Everton manager Sean Dyche during his side's game with Bournemouth at the Vitality Stadium

The mood music to the current run is rather different than the ‘end of days’ feel that saw Dyche’s predecessor Frank Lampard and before him, Rafael Benitez, after what Everton’s late chairman Bill Kenwright described as “unacceptably disappointing.” Under Dyche the team are regularly competitive in games and don’t often get turned over in comprehensive fashion but whatever the circumstances, this winless run is longer than anything under that short-lived pair of bosses who both failed to make it to their first anniversary in charge or any of his other predecessors for almost three decades.

The players themselves have to shoulder their share of culpability here too. The personnel might change from season to season but recent incarnations of the Everton squad have shown no deference when it comes to the prospect of damaging reputations.

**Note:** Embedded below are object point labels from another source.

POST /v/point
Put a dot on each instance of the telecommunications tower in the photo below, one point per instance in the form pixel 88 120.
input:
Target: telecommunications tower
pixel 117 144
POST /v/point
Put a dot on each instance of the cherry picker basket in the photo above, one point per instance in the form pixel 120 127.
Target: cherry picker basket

Even the great Carlo Ancelotti saw his Blues team plummet from being second on Boxing Day to 10th and missing out on Europe entirely (although that now seems like a dizzying height) in the 2020/21 campaign. The irony would have been that the most-successful manager in Champions League history would have been under the cosh for such a slump were it not for his stellar CV and the fact that he immediately jumped ship back to Real Madrid.Dyche himself has bemoaned the team’s failure to get the details right in both boxes. He can lead a horse to water but can’t make it drink and he’s not the one who has spurned numerous golden opportunities to put the ball in the net or caused a breakdown in communications that has resulted in the captain chesting a Bournemouth cross into his own goal at the Vitality Stadium.

The manager has always insisted that the only league table that matters is the final one and sees it as his job to keep things on the level while those around him, whether internally and externally, react with more emotion to fluctuating fortunes over the course of a season but like with Everton’s finances, the context of trends can be crucial and in terms of tangible rewards in matches, his team have now been on a lengthy downwards spiral after their four consecutive wins in December. You can only get so far with living off past glories in football, especially those in Dyche’s well-paid but precarious profession and you’re only seen as being as good as your last match so the longer the run continues, the higher the stakes become in what is another genuine relegation battle.

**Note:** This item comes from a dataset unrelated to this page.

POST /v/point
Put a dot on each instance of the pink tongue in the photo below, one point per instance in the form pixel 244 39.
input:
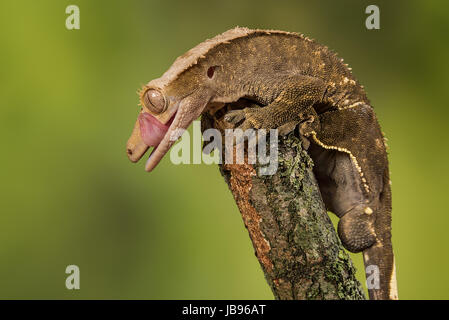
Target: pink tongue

Easter Eggs won’t taste so good for loyal but long-suffering Evertonians when their team hasn’t tasted victory in the Premier League since before they tucked into their Christmas dinners and appetites could be further lost by the prospect of what’s to come in terms of more money-related misery on the horizon. Like a chocolate egg that’s been left out in the sun for too long though, Dyche and his team are now fighting to avoid what looked like a solid structure from melting away.